Türkiye’de su kayıp ve kaçaklarının önüne geçilmesine yönelik adımlar, Avrupa Birliği’nin Su Çerçeve Direktifi’ne uyum kapsamında gündeme gelmiştir. Orman ve Su Bakanlığı düzeyinde oluşturulan önlemler programı, Onuncu Kalkınma Planı ve Türkiye çapında Kalkınma Ajansları’nın ilgili eylem planlarına da yansımıştır. Bu eylem planlarına göre “Su kayıp-kaçakları önlenecek, mevcut şebekeler iyileştirilerek sağlıklı ve çevre dostu malzeme kullanımı yaygınlaştırılacaktır”. Türkiye çapında su kayıp ve kaçaklarına yönelik önlemleri hayata geçiren en önemli adım ise geçtiğimiz yıl yürürlüğe giren “İçme Suyu Temin ve Dağıtım Sistemlerindeki Su Kayıplarının Kontrolü Yönetmeliği” olmuştur. Bu düzenleme ile belediyelerin 10 yıllık bir sürede kademeli olarak kaçak-kayıp oranını %25 seviyesine indirmiş olması gerekecektir. İstanbul, Denizli, Sakarya, Kayseri gibi illerde uygulanmasına başlanan “Su Dağıtım ve Kontrol Sistemleri” projeleri, her geçen gün Türkiye çapında yaygınlaşmaktadır.
Su, kaynağından temin edildikten sonra ham su terfi istasyonlarına, daha sonra arıtma tesislerine, buradan arıtılmış suların kullanıcılara iletilmek üzere depolandığı terfi istasyonlarına ve en sonunda su şebekelerine gelir. Bu iletim hattı boyunca kayıp ve kaçakların düşürülmesi için her bir istasyonda debi, su seviyesi ve basıncı gibi belirli değerlerin izlenmesi gerekir (Şekil 1). Böylece herhangi bir kayıp veya kaçağın gerçekleştiği nokta ve gerçekleşme şeklinin tespiti kolaylaşır. Bu değerlerin izlenmesi için, iletim hattı boyunca su terfi istasyonları, arıtma tesisleri, su depoları gibi belirli noktalara yerleştirilecek debimetre ve sensörler, programlanabilir bir kontrol cihazı (PLC) tarafından okunarak merkeze iletilir. Okunan değerlerin merkez tarafından kontrol edilebilmesi, önceden belirlenecek etkinlikler gerçekleştiğinde belli tedbirlerin alınabilmesi gerekir (Örneğin debi veya basıncın belirlenen seviyenin üstüne çıkması durumunda belirli pompaların devre dışı bırakılması). Böyle bir su yönetimi uygulaması için merkezde entegre bir SCADA yazılımı bulunmalı ve iletim hattı boyunca tüm noktalardaki değerler görüntülenebilmelidir.

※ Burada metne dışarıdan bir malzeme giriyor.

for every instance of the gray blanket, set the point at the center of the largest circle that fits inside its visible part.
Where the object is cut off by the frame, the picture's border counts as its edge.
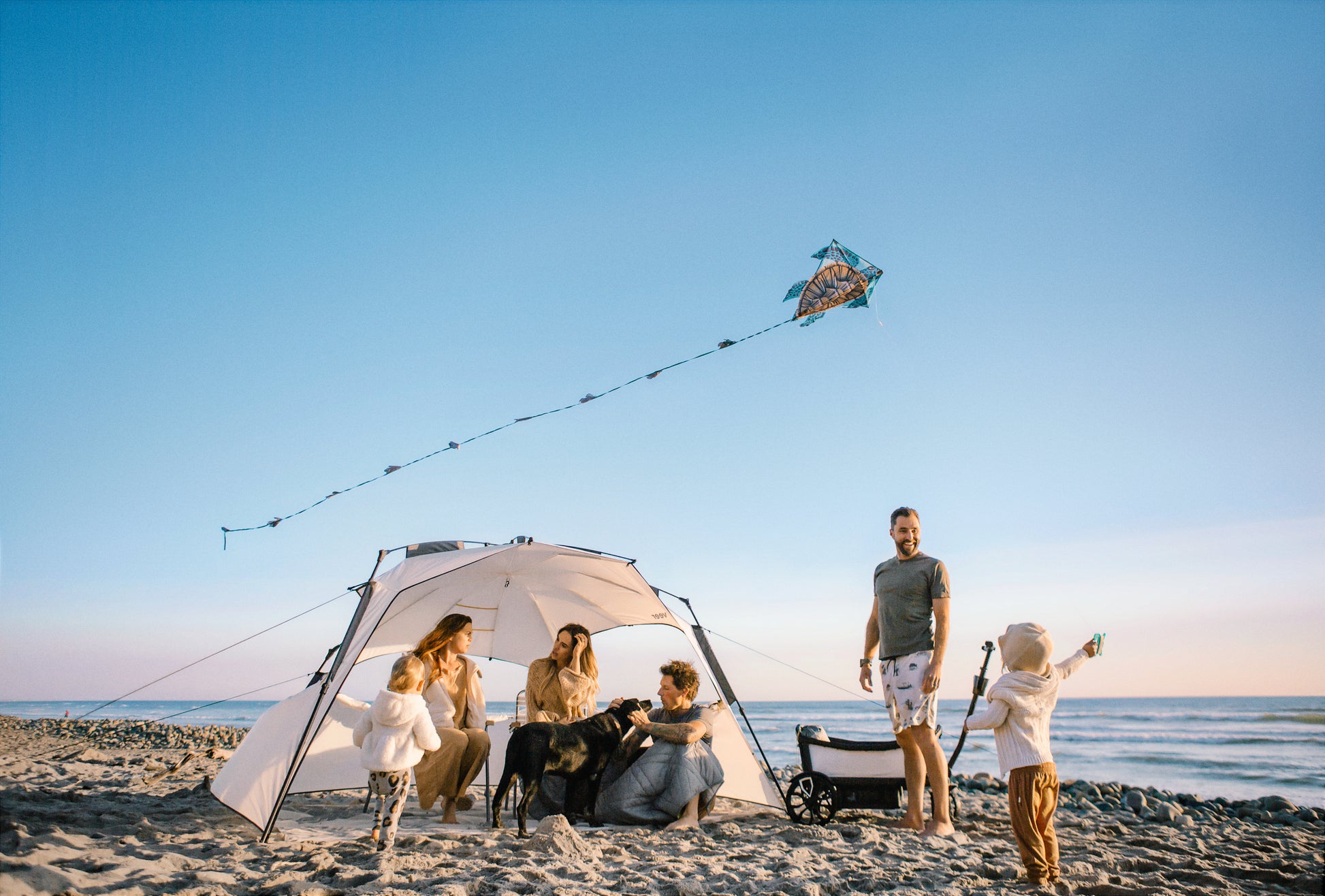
(658, 786)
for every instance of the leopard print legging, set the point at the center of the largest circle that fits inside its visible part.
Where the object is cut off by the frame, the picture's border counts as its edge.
(392, 789)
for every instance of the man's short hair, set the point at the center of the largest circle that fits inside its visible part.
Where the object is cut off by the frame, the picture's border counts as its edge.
(684, 676)
(901, 512)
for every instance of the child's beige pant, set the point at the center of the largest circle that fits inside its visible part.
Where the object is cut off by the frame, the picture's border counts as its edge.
(1032, 795)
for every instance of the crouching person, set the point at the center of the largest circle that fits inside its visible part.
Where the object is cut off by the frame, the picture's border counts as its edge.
(392, 736)
(676, 780)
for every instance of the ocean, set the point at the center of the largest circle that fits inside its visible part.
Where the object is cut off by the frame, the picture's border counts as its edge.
(1238, 748)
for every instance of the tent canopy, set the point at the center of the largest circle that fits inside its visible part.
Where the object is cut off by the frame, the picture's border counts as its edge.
(518, 597)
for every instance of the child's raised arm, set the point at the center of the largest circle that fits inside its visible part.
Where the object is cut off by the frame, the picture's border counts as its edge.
(1074, 663)
(364, 726)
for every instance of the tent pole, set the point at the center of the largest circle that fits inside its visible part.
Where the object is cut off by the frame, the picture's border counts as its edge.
(712, 659)
(301, 750)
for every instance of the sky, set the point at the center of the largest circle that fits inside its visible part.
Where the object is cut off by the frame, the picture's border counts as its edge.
(252, 253)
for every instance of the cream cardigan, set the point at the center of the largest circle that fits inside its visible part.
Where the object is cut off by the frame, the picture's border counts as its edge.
(441, 708)
(1021, 704)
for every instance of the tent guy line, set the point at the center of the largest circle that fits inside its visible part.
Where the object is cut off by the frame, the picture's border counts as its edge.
(843, 278)
(217, 654)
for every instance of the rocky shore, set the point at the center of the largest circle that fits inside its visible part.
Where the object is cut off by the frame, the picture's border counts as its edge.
(105, 806)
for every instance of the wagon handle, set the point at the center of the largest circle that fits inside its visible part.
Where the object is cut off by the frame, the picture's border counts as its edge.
(977, 690)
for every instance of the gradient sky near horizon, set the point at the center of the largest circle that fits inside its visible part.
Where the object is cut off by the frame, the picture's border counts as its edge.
(251, 253)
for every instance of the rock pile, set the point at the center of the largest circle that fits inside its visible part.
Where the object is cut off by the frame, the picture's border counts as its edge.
(1162, 806)
(129, 733)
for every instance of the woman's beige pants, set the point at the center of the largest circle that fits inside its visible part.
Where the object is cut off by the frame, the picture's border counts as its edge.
(448, 771)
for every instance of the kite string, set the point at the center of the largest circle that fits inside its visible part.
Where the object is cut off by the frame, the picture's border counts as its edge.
(453, 446)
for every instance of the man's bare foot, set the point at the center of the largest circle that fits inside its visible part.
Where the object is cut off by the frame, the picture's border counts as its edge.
(938, 829)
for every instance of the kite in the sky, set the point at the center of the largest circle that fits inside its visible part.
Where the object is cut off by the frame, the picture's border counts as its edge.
(843, 278)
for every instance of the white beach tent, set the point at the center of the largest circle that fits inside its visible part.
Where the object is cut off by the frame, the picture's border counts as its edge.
(518, 596)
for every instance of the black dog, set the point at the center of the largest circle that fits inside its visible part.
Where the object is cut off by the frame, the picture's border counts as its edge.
(577, 752)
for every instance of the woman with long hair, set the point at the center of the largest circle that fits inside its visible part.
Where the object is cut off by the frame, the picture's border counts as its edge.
(562, 686)
(458, 709)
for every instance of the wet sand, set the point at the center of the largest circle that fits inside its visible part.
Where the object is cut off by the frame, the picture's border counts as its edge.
(77, 817)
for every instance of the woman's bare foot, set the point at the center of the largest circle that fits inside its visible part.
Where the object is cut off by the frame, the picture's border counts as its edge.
(689, 817)
(938, 829)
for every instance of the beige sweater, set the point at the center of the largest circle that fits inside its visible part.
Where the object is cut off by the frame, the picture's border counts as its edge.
(1021, 704)
(558, 697)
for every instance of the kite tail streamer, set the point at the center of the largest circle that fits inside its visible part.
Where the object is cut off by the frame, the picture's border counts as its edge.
(843, 278)
(588, 397)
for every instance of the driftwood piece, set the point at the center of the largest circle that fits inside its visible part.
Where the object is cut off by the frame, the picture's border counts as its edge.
(151, 780)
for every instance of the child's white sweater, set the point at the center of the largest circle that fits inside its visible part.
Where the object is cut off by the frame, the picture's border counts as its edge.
(1021, 704)
(394, 732)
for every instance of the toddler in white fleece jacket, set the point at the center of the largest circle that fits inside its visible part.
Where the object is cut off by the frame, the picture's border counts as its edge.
(1021, 704)
(394, 733)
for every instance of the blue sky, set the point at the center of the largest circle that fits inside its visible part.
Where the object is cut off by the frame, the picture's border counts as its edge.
(251, 253)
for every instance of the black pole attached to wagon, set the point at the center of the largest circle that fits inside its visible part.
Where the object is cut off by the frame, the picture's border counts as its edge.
(977, 692)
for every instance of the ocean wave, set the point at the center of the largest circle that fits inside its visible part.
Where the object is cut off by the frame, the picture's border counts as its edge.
(1304, 718)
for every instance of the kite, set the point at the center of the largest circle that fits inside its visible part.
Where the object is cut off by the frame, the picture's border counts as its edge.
(843, 278)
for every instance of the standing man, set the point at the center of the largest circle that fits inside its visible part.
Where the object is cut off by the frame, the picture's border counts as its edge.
(908, 626)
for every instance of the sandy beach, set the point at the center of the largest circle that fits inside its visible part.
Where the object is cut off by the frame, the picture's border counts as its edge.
(93, 807)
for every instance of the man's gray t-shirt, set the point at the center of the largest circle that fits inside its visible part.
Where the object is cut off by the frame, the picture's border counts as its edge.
(906, 593)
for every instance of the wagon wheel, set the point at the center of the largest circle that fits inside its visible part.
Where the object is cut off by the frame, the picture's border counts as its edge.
(811, 798)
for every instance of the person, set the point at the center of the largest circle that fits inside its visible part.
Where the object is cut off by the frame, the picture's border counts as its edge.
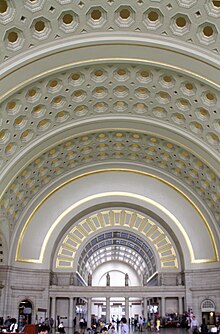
(158, 324)
(81, 324)
(113, 330)
(42, 329)
(124, 326)
(61, 328)
(140, 323)
(13, 327)
(194, 326)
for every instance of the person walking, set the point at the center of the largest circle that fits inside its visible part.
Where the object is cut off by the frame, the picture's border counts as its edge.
(124, 326)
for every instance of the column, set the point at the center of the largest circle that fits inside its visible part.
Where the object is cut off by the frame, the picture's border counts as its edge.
(53, 309)
(145, 308)
(163, 311)
(107, 309)
(180, 305)
(89, 311)
(70, 312)
(127, 309)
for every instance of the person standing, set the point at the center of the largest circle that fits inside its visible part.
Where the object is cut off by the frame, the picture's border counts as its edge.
(124, 326)
(194, 326)
(158, 324)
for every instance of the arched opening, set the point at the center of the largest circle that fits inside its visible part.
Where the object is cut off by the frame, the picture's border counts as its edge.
(208, 312)
(24, 314)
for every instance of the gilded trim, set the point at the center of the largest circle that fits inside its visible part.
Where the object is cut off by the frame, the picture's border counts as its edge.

Oldukça dağınık ve geniş bir alana yayılması muhtemel olan bu iletim hattında değerlerin okunduğu uç noktalardan merkeze güvenilir bir veri aktarımı yapılabilmesi için Ethernet, fiber optik veya kablosuz haberleşme altyapısının kullanılması gerekir. Gönderilen veri hacmi büyük bant aralığı gerektirmeyeceğinden fiber optik altyapı, bu tür bir uygulama için gereksiz ve oldukça yüksek bir maliyet ortaya çıkaracaktır. Ethernet kablolama, fiber optik altyapıya kıyasla daha az maliyetli olsa da, bu dağınık yapıdaki uç noktalar ile merkez arasında güvenilir bir haberleşme altyapısının sağlanmasının zaman, emek ve kaynak maliyeti yine yüksek olacaktır. Öte yandan hücresel haberleşme, hâlihazırda altyapı GSM operatörleri tarafından sağlanmış olduğundan ek bir altyapı masrafı ortaya çıkarmaz. Dolayısıyla su dağıtım ve kontrol sistemleri gibi geniş alanlara yayılan uygulamalarda uç noktalar ile merkez arasında veri aktarımında hücresel haberleşme en maliyet etkin yöntem olarak öne çıkmaktadır.
Su temin ve dağıtım sistemlerinde güvenilir bir kablosuz haberleşme altyapısını güvenceye alacak iki etkili hücresel haberleşme çözümü sunmak mümkündür. Bunlardan ilkinde uç noktalarda PLC, datalogger, veri aktarımı gibi birçok görev tek bir cihazla halledilebilirken ikincisi ise hâlihazırda PLC ve datalogger gibi işlevleri üstlenen cihazların bulunduğu bir sistemde veri aktarımını en kolay, verimli ve kesintisiz biçimde, maliyeti de en aza indirerek sağlamayı amaçlar. Her iki çözüm de kullanıcılara önemli avantajlar sağlamaktadır.